In 1990, the NEP was renamed but was extended and the rest of the system continued substantially the same. The longer it went on, the more the negative side effects overwhelmed the good it was doing, he added.

“Times have changed and we should not replicate exactly what we did in 1970 when everything was driven by Tun Razak as the head of the National Operations Council.

“Today, we would need to have a much more consultative, inclusive and less elitist process. And we should build the agenda into the name of the council – let’s call it the ‘Better Malaysia Assembly’ (BMA),” he said.

Columnist and public policy analyst Dr Lim Teck Ghee recalled that in 1988, a National Economic Consultative Council was established to formulate a post-1990 economic policy to supersede the NEP, the 20-year lifespan of which was ending then.

He said the “out-of-the-box recommendations on how to move Malaysia into a post-NEP era in the economic as well as crucial non-economic and governance sectors made the report a must-read and reference point for potential members of any national council set up to reset the nation’s direction of development”. And recommendations from such a council could have provided the nation with a non-political high-level body to ensure greater accountability in the implementation of government policies.

Malaysia’s new Cabinet was sworn in a day before the nation celebrated its 64th anniversary of independence. And the topmost agenda would be Malaysia’s emergence from the pandemic era into the new normal.

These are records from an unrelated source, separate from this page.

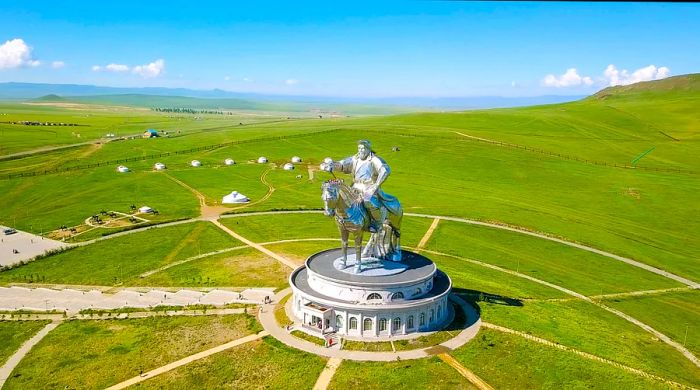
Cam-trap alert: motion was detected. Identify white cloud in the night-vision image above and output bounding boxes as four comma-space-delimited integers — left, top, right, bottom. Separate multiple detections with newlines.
133, 59, 165, 78
0, 38, 41, 69
105, 64, 129, 72
542, 68, 593, 88
603, 64, 671, 87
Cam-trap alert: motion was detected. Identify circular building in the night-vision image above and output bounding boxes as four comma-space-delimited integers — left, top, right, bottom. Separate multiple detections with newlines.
289, 248, 452, 338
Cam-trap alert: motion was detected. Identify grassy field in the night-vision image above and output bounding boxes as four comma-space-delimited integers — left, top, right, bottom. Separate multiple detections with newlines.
0, 222, 241, 285
452, 329, 668, 389
604, 291, 700, 356
328, 357, 476, 389
136, 337, 326, 389
0, 321, 49, 366
5, 314, 261, 389
0, 75, 700, 388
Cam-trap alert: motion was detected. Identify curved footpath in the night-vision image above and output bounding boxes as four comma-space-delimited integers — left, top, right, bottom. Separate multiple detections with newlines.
258, 288, 481, 361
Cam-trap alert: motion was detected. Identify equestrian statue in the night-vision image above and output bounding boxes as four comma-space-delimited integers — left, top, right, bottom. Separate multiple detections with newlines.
320, 140, 403, 272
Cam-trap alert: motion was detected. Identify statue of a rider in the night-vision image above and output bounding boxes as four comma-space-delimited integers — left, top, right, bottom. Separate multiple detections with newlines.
321, 140, 401, 233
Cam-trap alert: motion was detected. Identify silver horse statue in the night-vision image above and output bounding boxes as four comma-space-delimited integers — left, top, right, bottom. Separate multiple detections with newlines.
321, 179, 403, 272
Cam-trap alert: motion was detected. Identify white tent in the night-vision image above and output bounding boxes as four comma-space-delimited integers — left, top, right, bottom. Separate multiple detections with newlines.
221, 191, 250, 204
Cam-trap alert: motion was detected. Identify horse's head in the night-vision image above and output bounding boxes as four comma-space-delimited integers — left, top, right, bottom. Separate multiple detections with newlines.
321, 179, 343, 217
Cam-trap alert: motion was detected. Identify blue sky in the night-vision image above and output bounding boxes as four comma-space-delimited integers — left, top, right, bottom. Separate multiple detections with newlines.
0, 1, 700, 97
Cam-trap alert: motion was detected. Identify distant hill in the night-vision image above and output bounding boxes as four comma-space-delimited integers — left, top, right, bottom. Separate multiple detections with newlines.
0, 82, 584, 109
590, 73, 700, 100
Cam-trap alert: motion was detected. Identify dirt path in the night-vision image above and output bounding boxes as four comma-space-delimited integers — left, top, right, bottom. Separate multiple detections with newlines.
313, 358, 343, 390
482, 322, 692, 389
438, 353, 494, 390
0, 320, 61, 389
107, 330, 268, 390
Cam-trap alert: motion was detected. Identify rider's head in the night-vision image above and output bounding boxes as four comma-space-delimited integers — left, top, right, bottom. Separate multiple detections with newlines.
357, 139, 372, 160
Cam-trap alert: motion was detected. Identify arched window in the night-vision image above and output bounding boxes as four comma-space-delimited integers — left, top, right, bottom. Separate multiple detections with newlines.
350, 317, 357, 329
335, 315, 343, 329
392, 317, 401, 332
367, 293, 382, 301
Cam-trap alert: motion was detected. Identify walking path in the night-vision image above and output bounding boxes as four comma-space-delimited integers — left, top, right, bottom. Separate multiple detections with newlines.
0, 320, 61, 389
258, 288, 481, 362
211, 220, 299, 269
482, 322, 692, 389
416, 218, 440, 253
107, 330, 268, 390
438, 352, 494, 390
0, 286, 274, 313
424, 250, 700, 367
313, 358, 343, 390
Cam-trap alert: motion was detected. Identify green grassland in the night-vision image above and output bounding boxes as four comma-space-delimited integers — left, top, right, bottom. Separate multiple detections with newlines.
0, 75, 700, 388
5, 314, 261, 389
328, 357, 476, 389
0, 321, 49, 366
452, 329, 668, 389
604, 291, 700, 356
135, 336, 326, 389
134, 248, 290, 288
480, 300, 700, 386
0, 222, 241, 285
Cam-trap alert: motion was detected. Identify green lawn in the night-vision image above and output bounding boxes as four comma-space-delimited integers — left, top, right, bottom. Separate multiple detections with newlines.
5, 314, 261, 389
603, 291, 700, 356
0, 321, 49, 366
0, 222, 241, 285
451, 329, 674, 390
134, 248, 290, 288
136, 336, 326, 389
328, 357, 476, 390
428, 221, 681, 295
479, 301, 700, 386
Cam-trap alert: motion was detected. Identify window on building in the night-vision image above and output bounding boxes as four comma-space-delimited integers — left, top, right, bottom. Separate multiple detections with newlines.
379, 318, 386, 332
367, 293, 382, 301
335, 315, 343, 329
393, 317, 401, 331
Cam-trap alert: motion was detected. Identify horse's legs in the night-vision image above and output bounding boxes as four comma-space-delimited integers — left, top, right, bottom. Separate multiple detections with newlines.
338, 224, 350, 268
355, 229, 362, 271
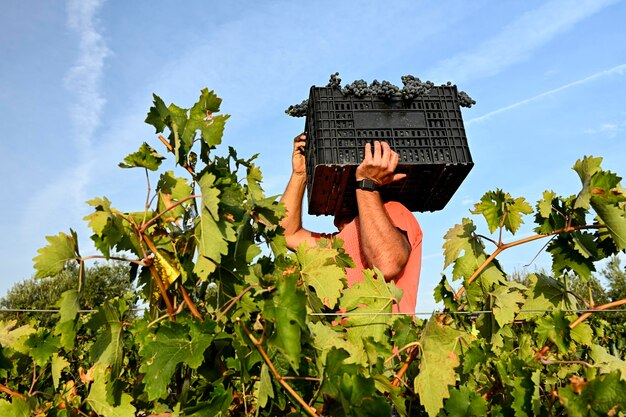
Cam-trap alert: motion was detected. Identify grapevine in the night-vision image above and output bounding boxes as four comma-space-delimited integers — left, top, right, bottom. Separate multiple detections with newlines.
0, 88, 626, 417
285, 72, 476, 117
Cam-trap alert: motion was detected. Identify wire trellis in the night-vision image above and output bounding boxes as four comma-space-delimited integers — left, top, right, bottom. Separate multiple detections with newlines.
0, 308, 626, 316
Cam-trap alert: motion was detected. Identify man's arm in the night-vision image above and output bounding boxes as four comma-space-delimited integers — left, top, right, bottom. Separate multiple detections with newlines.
280, 134, 316, 250
356, 141, 411, 281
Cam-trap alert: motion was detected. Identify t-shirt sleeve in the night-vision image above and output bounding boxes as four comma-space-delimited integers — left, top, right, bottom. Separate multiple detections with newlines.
385, 201, 422, 248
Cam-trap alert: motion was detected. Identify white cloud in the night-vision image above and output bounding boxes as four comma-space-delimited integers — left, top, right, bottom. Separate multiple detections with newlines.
64, 0, 110, 146
465, 64, 626, 126
585, 120, 626, 138
431, 0, 617, 83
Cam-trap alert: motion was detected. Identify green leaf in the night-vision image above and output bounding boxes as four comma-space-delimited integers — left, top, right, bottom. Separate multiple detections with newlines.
570, 323, 593, 346
24, 329, 61, 367
145, 94, 169, 133
517, 274, 577, 320
263, 275, 307, 371
588, 344, 626, 381
472, 189, 533, 233
445, 386, 487, 417
591, 196, 626, 250
537, 190, 556, 219
0, 397, 30, 417
296, 243, 346, 308
52, 353, 70, 389
194, 173, 237, 279
0, 320, 36, 353
535, 311, 570, 353
443, 218, 484, 269
309, 322, 356, 366
139, 320, 215, 401
572, 232, 598, 258
572, 156, 602, 210
339, 270, 401, 344
558, 373, 626, 417
87, 300, 128, 379
85, 362, 136, 417
492, 282, 526, 327
189, 88, 222, 114
547, 236, 596, 280
414, 317, 470, 416
257, 363, 274, 408
54, 290, 80, 350
118, 142, 165, 171
33, 232, 80, 278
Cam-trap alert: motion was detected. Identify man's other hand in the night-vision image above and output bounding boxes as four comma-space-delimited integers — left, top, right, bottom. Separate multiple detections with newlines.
356, 141, 406, 185
291, 133, 306, 175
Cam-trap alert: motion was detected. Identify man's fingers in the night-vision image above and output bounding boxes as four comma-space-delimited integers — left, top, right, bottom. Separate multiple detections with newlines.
374, 140, 382, 164
363, 142, 372, 161
391, 174, 406, 182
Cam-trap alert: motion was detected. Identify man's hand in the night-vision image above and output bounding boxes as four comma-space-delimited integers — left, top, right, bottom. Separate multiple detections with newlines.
291, 133, 306, 175
356, 141, 406, 185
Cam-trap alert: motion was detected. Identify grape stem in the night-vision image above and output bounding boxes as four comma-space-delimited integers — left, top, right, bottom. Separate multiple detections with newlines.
237, 318, 319, 417
454, 224, 606, 301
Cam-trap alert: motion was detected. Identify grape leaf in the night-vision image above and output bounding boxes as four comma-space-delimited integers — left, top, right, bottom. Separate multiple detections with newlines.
570, 323, 593, 346
54, 290, 80, 350
256, 363, 274, 408
517, 274, 576, 320
444, 386, 487, 417
572, 156, 602, 210
558, 373, 626, 417
339, 269, 402, 345
263, 274, 307, 371
296, 243, 346, 308
591, 196, 626, 250
33, 230, 80, 278
0, 397, 30, 417
145, 94, 169, 133
535, 311, 570, 353
413, 317, 470, 416
547, 236, 596, 280
194, 173, 237, 279
85, 362, 136, 417
472, 189, 533, 233
443, 218, 484, 269
0, 320, 36, 354
24, 329, 61, 367
52, 353, 70, 389
537, 190, 556, 219
139, 320, 215, 401
87, 300, 128, 378
118, 142, 165, 171
491, 282, 526, 327
588, 344, 626, 381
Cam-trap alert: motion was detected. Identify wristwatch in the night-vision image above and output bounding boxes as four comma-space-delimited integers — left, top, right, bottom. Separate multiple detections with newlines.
356, 178, 380, 191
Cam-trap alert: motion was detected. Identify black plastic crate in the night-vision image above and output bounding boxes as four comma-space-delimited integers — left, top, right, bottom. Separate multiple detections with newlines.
305, 86, 474, 215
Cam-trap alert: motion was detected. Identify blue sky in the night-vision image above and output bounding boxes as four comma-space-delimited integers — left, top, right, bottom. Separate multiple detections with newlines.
0, 0, 626, 311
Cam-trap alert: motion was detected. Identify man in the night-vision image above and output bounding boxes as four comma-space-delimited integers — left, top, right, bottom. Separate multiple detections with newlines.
281, 134, 422, 313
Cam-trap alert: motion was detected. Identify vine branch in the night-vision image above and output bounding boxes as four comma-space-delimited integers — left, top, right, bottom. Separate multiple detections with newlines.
0, 384, 26, 400
454, 224, 605, 301
237, 318, 319, 417
139, 194, 202, 233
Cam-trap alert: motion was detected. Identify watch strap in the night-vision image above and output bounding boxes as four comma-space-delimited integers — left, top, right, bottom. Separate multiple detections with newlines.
356, 178, 380, 191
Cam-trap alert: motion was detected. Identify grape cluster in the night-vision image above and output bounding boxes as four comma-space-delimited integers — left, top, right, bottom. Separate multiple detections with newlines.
370, 80, 400, 99
285, 72, 476, 117
401, 75, 435, 100
458, 91, 476, 108
341, 80, 371, 98
326, 72, 341, 88
285, 100, 309, 117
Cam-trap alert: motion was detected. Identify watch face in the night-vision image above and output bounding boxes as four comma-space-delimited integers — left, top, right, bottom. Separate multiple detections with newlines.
356, 178, 378, 191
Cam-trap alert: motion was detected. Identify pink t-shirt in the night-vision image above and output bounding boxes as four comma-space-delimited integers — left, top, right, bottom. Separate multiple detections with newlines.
316, 201, 422, 313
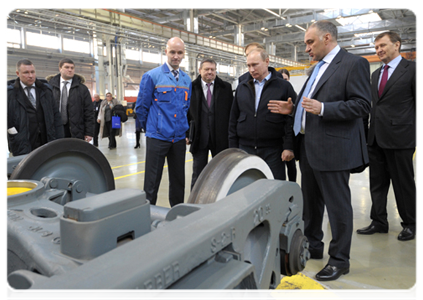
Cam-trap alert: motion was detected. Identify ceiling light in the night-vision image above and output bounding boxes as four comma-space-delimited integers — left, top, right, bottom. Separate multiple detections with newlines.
336, 13, 382, 26
262, 8, 286, 20
295, 25, 307, 31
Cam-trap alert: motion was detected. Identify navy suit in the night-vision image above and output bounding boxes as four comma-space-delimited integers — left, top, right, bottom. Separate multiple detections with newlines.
294, 49, 371, 268
188, 75, 234, 189
368, 58, 420, 230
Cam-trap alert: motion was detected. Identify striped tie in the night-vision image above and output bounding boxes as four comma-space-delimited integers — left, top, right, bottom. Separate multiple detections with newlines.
172, 70, 179, 81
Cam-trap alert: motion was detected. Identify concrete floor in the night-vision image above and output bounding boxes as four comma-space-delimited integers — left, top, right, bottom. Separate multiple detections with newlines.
6, 118, 420, 300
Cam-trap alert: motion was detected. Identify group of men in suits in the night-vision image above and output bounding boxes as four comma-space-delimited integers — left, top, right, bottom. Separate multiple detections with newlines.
137, 26, 420, 280
5, 58, 94, 156
278, 21, 420, 280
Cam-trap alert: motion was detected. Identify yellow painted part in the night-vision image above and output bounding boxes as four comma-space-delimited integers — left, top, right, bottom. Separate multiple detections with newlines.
4, 187, 32, 197
270, 273, 342, 300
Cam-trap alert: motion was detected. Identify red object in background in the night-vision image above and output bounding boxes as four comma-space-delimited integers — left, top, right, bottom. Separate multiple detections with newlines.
123, 97, 137, 102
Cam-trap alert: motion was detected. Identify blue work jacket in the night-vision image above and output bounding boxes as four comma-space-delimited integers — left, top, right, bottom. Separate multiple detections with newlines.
135, 63, 191, 143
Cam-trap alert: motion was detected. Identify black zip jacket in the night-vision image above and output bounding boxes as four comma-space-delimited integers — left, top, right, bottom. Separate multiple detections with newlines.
229, 68, 296, 150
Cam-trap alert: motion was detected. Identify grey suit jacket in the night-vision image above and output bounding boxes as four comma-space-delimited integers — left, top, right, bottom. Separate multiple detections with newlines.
295, 49, 371, 171
368, 58, 420, 149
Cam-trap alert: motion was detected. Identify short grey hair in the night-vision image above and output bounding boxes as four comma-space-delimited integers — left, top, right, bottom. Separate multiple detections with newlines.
308, 20, 338, 41
248, 48, 269, 61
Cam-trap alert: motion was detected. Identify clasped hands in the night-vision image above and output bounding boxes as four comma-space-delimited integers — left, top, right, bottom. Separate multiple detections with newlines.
267, 97, 322, 115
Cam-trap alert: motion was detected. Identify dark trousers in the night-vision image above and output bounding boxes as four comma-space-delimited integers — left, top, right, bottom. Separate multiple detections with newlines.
104, 121, 119, 148
93, 118, 100, 146
368, 140, 420, 230
191, 145, 217, 190
285, 159, 297, 182
300, 137, 353, 268
144, 137, 186, 206
63, 122, 72, 137
239, 145, 286, 180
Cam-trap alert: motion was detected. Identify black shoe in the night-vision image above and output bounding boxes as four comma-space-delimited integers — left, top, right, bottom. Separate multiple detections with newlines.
308, 249, 323, 259
316, 264, 350, 281
398, 227, 417, 241
357, 224, 388, 235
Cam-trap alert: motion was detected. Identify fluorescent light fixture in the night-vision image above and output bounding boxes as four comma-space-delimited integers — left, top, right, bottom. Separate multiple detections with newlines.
295, 25, 307, 31
336, 13, 382, 26
262, 8, 285, 20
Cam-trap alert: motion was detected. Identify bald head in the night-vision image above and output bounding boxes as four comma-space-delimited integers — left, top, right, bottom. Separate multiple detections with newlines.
165, 37, 185, 70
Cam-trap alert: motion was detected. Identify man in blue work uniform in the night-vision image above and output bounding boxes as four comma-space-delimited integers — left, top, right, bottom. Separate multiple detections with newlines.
135, 37, 191, 206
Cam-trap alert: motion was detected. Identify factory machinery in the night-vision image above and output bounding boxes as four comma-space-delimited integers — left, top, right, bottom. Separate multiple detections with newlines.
5, 139, 310, 300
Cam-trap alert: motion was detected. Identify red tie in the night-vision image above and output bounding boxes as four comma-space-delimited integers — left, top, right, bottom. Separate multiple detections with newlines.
206, 83, 212, 108
379, 65, 389, 98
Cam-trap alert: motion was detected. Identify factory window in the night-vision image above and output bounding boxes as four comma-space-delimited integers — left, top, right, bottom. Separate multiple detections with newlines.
142, 52, 160, 64
125, 49, 140, 61
4, 28, 21, 48
219, 65, 228, 73
63, 39, 90, 53
26, 32, 60, 49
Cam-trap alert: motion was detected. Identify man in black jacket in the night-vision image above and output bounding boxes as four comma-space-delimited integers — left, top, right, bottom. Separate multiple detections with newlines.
5, 59, 63, 156
93, 94, 103, 147
229, 49, 295, 180
47, 58, 94, 142
357, 31, 420, 241
238, 42, 284, 83
188, 59, 233, 189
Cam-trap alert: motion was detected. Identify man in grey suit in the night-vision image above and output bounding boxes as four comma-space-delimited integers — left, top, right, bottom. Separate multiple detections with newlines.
357, 32, 420, 241
293, 21, 370, 280
187, 58, 234, 190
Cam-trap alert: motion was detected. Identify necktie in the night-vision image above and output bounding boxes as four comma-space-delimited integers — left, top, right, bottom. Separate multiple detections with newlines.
379, 65, 389, 98
294, 60, 325, 135
26, 86, 37, 108
206, 82, 212, 108
60, 81, 69, 124
172, 70, 179, 81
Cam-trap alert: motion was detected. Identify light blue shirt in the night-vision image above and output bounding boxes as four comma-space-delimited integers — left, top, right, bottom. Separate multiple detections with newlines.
19, 81, 37, 100
254, 72, 272, 111
377, 55, 402, 90
301, 45, 341, 132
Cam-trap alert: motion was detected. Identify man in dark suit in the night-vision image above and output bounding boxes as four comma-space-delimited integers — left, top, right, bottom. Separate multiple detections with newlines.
288, 21, 370, 280
188, 58, 233, 189
93, 94, 103, 147
357, 32, 420, 241
229, 49, 295, 180
5, 59, 64, 156
238, 42, 283, 84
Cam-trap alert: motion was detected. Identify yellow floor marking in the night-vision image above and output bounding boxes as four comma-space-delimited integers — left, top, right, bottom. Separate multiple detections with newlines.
270, 273, 342, 300
112, 160, 145, 170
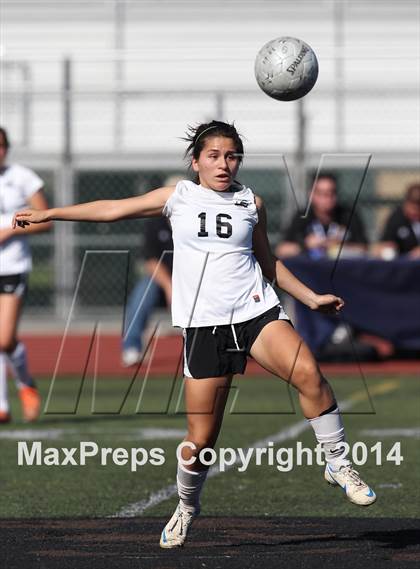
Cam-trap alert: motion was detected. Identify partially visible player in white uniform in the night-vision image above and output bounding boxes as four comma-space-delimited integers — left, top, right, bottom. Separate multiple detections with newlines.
14, 121, 376, 548
0, 127, 49, 423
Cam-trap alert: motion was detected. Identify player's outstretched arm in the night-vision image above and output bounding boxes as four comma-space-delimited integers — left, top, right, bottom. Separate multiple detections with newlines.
253, 196, 344, 314
12, 186, 175, 228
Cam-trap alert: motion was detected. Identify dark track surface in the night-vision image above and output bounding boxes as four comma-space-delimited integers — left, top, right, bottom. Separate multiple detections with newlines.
0, 517, 420, 569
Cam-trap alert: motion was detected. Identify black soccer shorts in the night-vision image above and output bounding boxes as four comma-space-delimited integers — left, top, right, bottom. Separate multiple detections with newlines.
184, 305, 291, 379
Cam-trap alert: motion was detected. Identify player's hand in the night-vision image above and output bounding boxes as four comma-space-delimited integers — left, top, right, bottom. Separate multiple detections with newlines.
0, 229, 12, 244
310, 294, 344, 314
12, 209, 49, 229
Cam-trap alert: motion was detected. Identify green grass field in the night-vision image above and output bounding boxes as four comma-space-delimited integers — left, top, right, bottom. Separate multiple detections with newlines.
0, 377, 420, 518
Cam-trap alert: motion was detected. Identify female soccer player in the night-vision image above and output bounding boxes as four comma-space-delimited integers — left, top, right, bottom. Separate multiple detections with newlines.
14, 121, 376, 548
0, 127, 50, 423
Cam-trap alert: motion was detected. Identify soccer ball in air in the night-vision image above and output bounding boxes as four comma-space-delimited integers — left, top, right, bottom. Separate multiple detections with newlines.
255, 37, 318, 101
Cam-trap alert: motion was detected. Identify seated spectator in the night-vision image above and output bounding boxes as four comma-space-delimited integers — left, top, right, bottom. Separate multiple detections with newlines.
375, 184, 420, 259
122, 217, 173, 367
276, 174, 367, 259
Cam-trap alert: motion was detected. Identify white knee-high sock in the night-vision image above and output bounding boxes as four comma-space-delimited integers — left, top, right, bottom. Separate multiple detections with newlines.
6, 342, 35, 389
0, 352, 9, 413
308, 404, 350, 470
176, 463, 208, 513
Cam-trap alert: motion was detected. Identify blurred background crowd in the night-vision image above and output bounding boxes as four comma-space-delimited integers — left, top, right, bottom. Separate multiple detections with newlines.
0, 0, 420, 363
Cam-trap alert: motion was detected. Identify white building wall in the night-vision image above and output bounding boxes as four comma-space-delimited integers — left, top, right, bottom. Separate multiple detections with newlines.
1, 0, 420, 162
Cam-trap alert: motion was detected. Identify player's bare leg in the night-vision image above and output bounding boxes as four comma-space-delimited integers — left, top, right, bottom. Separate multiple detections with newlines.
160, 375, 232, 548
251, 320, 376, 506
0, 294, 41, 421
251, 320, 335, 419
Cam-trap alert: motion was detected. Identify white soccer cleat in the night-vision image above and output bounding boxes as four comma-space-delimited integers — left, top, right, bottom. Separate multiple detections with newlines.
159, 504, 200, 549
324, 464, 376, 506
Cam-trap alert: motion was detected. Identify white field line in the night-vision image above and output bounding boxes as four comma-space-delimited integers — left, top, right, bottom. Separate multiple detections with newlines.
0, 428, 186, 441
360, 427, 420, 439
108, 381, 399, 518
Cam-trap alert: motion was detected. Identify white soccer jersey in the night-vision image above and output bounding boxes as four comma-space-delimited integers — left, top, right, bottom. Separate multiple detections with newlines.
0, 164, 44, 275
163, 180, 287, 328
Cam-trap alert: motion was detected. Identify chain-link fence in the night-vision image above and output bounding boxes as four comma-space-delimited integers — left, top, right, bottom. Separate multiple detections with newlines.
0, 0, 420, 317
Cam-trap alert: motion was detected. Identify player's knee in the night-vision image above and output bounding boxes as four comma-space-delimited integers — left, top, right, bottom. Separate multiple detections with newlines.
0, 336, 16, 353
292, 359, 324, 394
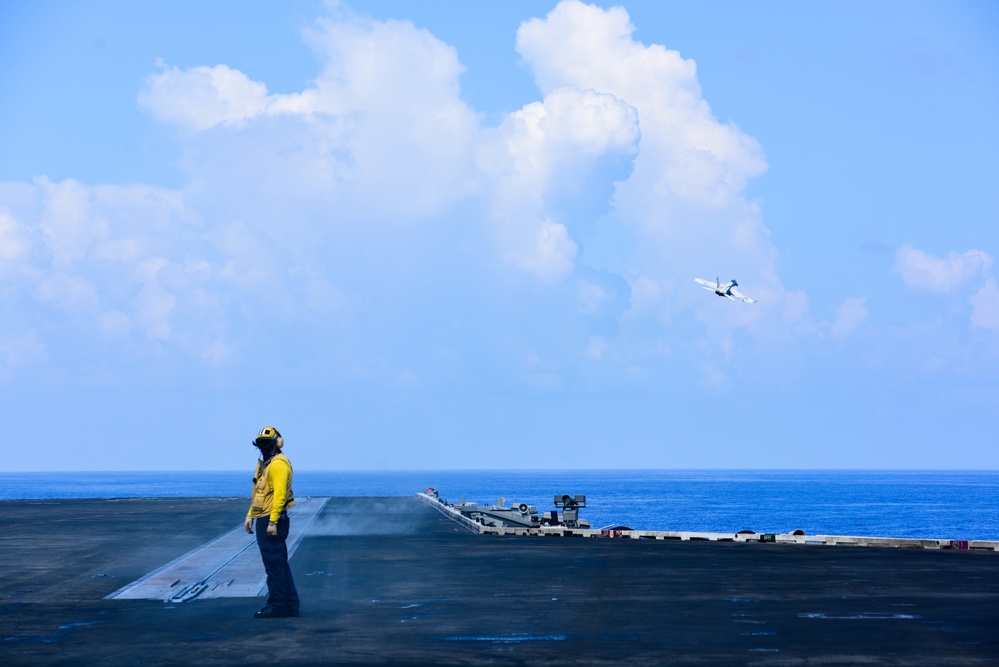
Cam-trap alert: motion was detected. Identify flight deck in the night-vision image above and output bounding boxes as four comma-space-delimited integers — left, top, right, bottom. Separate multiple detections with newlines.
0, 497, 999, 665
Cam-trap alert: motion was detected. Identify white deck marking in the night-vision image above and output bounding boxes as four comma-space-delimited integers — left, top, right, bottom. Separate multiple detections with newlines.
104, 498, 329, 602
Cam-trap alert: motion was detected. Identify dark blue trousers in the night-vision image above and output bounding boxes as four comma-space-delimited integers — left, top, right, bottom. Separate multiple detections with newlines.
254, 514, 298, 610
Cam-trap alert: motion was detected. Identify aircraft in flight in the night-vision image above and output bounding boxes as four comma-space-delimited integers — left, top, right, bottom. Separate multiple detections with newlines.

What the nation needs now is a bipartisan government, which is possible if politicians heed the King’s decree for a new political landscape where the people’s interests override selfish interests and political gains.

With the Malaysia Day celebrations coming up this week, what better way to reconcile the different interests of the various communities than through the establishment of such a people’s assembly.

The outcome of such an assembly to complement the government’s policies could potentially be a paradigm shift leading towards a better Malaysia.